Swiss-born photographer Matthieu Rytz’s Anote’s Ark is an impressive directorial debut about the equatorial Republic of Kiribati (formerly part of a British colony called the Gilbert and Ellice Islands). Rytz, who has written, directed, produced, and filmed the production, immediately establishes the Pacific Island’s essence with exquisite cinematography of flat palm-fringed atolls and an outrigger canoe atop a turquoise lagoon — an appropriate opening visual given that Kiribati’s 310 square miles of land straddles 1.3 million square miles of ocean. The aerial camerawork reveals what’s at the heart of both this watery realm’s current crisis and this documentary: What do you do when your island-nation is about to be swallowed by the rising sea?
Previously, Kiribati was best known for the bloody battle fought at Tarawa in 1943 as part of the Allied Forces’ island-hopping campaign in the Pacific theater against imperial Japan during WWII. But today, as Anote’s Ark starkly depicts, the low-lying island nation is at the frontlines in an arguably deadlier war: sea level rise caused by climate change.
Rytz chronicles the struggles of President Anote Tong, as he embarks upon a race against time to save his people and 4,000 years of Kiribati culture, as well as those of a traditional I-Kiribati young couple, Tiemeri (aka Sermary) Tiare and Ato Raatati Garstang, as they confront the prospect of having to relocate from the only home they have ever known.
Set against the backdrop of international climate negotiations, the film shows Tong traveling to the Arctic to witness ice melt, to Rome to visit the Vatican, and to climate summits to plead Kiribati’s case. He’s shown speaking with Pope Francis, President Obama, and other world leaders. Video clips of storms and flooding in Kiribati, which previously enjoyed a mostly hurricane-free existence due to its location on the equator, undergird Tong’s sheer desperation.
Stressing “our human right to survive,” the 67-year-old Tong ponders, “What is to become of my grandchildren?” Fearing it’s “too late to reduce fossil fuels” enough to save Kiribati from going underwater, Tong eloquently agitates on the world stage for international assistance. During his presidency, Tong, who served three terms from 2003 to 2016, considers a range of dramatic solutions, including purchasing land in Fiji’s high islands as a “safe haven” for his people, who might be forced to leave home. He also considers acquiring land in Australia and New Zealand, but anxiously ruminates that removing Indigenous islanders from their homelands in Kiribati could lead to the “extinction” of their cultures.

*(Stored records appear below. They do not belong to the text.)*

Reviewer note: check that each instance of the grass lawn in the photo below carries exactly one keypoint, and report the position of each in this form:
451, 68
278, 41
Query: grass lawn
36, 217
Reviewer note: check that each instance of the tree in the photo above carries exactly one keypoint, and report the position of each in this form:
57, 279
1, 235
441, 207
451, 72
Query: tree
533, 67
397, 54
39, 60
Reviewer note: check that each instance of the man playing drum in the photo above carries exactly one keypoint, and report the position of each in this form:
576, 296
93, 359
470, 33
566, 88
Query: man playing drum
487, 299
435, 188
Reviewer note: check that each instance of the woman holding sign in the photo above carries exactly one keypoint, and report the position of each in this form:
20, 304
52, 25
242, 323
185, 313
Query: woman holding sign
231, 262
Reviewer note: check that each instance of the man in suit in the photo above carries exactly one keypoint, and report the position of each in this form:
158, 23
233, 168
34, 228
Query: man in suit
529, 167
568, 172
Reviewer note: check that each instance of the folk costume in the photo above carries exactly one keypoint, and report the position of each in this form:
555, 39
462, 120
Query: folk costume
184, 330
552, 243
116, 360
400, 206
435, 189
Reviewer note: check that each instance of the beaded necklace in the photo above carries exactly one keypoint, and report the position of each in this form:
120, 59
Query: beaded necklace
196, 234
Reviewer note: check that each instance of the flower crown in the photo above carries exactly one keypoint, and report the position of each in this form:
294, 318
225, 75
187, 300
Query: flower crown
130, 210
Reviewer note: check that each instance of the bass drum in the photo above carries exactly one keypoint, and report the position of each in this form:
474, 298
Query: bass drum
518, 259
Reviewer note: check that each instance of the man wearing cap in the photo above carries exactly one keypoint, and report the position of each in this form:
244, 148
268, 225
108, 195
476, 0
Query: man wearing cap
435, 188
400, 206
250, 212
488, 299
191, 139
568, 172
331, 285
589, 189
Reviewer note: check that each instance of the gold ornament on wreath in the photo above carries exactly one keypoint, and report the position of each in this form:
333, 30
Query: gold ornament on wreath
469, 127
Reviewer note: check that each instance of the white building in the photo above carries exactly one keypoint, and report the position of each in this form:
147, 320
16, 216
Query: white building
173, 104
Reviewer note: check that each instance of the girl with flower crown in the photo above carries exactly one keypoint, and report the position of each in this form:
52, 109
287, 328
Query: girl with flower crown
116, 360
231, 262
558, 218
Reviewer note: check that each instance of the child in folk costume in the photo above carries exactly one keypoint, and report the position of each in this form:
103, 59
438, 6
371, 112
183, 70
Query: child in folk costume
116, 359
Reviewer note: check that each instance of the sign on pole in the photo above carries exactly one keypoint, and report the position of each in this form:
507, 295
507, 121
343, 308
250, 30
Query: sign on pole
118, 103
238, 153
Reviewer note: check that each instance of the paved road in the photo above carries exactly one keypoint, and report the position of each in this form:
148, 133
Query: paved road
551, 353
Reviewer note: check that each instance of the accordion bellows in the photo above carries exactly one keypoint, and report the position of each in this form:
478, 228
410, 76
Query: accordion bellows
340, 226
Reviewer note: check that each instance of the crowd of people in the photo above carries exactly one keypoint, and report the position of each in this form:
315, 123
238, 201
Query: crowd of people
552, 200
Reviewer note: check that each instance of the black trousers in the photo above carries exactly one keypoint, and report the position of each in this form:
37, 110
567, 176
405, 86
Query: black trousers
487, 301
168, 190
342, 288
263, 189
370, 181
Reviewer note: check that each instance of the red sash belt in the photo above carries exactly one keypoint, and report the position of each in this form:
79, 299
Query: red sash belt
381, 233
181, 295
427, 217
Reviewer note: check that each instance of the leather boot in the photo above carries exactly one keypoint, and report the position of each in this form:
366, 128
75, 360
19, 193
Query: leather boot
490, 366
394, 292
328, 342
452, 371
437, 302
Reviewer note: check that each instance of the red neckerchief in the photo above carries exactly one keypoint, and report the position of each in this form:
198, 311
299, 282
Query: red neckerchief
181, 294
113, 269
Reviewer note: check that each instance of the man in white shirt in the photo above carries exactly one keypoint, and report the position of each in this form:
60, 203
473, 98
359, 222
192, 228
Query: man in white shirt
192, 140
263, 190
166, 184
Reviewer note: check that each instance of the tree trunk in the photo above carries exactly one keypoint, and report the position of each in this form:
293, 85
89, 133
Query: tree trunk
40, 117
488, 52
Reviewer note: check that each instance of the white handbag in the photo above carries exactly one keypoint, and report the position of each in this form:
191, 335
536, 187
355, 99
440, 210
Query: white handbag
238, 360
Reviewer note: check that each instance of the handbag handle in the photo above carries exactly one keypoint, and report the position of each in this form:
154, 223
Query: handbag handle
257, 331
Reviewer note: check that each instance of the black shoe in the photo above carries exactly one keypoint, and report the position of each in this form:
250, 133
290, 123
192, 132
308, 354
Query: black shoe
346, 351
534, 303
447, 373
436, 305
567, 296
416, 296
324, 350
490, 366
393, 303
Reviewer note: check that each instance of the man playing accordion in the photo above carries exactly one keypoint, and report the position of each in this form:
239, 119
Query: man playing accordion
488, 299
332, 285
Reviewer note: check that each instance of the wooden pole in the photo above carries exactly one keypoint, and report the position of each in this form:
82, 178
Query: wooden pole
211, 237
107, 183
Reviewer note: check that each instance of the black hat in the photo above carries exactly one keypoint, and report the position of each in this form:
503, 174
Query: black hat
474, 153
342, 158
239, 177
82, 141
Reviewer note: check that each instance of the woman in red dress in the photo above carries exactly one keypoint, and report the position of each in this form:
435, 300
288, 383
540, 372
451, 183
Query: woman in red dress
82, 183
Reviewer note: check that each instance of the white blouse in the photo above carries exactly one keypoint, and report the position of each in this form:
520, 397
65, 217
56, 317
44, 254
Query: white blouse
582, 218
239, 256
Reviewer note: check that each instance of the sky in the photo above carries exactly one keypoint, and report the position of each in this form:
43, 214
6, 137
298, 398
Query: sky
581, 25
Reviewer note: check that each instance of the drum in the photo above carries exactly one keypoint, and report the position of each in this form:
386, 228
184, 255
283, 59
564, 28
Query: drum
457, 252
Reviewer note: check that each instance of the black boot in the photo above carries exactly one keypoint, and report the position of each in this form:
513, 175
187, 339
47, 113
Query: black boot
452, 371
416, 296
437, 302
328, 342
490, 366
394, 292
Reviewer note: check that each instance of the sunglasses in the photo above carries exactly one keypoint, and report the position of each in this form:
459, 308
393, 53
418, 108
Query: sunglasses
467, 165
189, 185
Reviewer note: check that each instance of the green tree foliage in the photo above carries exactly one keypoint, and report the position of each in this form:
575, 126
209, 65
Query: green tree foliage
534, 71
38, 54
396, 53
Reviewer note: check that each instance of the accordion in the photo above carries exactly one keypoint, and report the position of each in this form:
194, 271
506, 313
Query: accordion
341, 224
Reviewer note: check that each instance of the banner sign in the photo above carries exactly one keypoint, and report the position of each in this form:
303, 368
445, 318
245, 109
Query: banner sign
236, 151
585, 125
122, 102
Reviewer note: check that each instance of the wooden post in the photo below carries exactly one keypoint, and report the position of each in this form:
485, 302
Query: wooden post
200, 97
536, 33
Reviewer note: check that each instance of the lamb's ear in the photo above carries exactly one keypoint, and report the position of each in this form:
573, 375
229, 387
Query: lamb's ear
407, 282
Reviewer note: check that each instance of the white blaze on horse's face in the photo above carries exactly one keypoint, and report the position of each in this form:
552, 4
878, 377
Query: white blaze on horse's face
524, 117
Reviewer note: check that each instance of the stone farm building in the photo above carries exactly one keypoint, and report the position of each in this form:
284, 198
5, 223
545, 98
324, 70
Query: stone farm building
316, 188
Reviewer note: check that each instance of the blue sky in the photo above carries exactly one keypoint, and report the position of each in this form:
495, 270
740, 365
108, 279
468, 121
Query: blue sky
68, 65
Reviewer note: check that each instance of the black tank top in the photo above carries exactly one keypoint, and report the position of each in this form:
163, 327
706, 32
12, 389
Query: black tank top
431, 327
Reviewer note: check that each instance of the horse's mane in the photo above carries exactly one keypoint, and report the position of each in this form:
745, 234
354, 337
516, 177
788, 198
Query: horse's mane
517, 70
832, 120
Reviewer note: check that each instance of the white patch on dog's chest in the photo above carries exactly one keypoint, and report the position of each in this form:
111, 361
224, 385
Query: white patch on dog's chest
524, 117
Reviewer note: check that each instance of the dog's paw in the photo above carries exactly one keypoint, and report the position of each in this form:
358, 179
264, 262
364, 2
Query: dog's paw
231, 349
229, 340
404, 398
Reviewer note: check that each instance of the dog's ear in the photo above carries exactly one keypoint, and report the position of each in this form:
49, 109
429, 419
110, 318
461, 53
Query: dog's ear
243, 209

Indeed, Tiare — alarmed over Kiribati’s rising waters — decides to migrate to New Zealand after her home floods and she wins a visa lottery to the country in 2015. Like many other immigrants, she becomes her family’s trailblazer, relocating first so that she can earn enough money as an agricultural worker to afford airfare for her husband and their six children. Within two years, she moves her family over, and the young couple has another baby, whom they call “a Kiwi, a New Zealander.”
Like most small island states, Kiribati’s population is small, consisting of only about 110,000 people. So what can Micronesians, Polynesians, and Melanesians really do to resist the big powers’ energy policies? They’re not entirely sure. At one point Anote laments that while “war” is being waged against islanders, “We don’t have the means to counter.”
However, some activists point out that isles like Guam, the Marshalls, and Tahiti do have major military installations, which islanders could mobilize against with strikes, “sail-ins,” and other civil disobedience actions, to force climate concessions from imperialist nations.
Sadly, the documentary ends with a postscript noting that after Anote stepped down the opposition party undid many of his climate-oriented policies because the new government apparently doesn’t really believe that people of Kiribati will have to move away from the islands.
One hopes the global community will eventually come together to help this island nation before it is too late. We need to heed the alarm sounded by Kiribati’s former leader: “What is going to happen to us is going to be the fate of the rest [of the world].”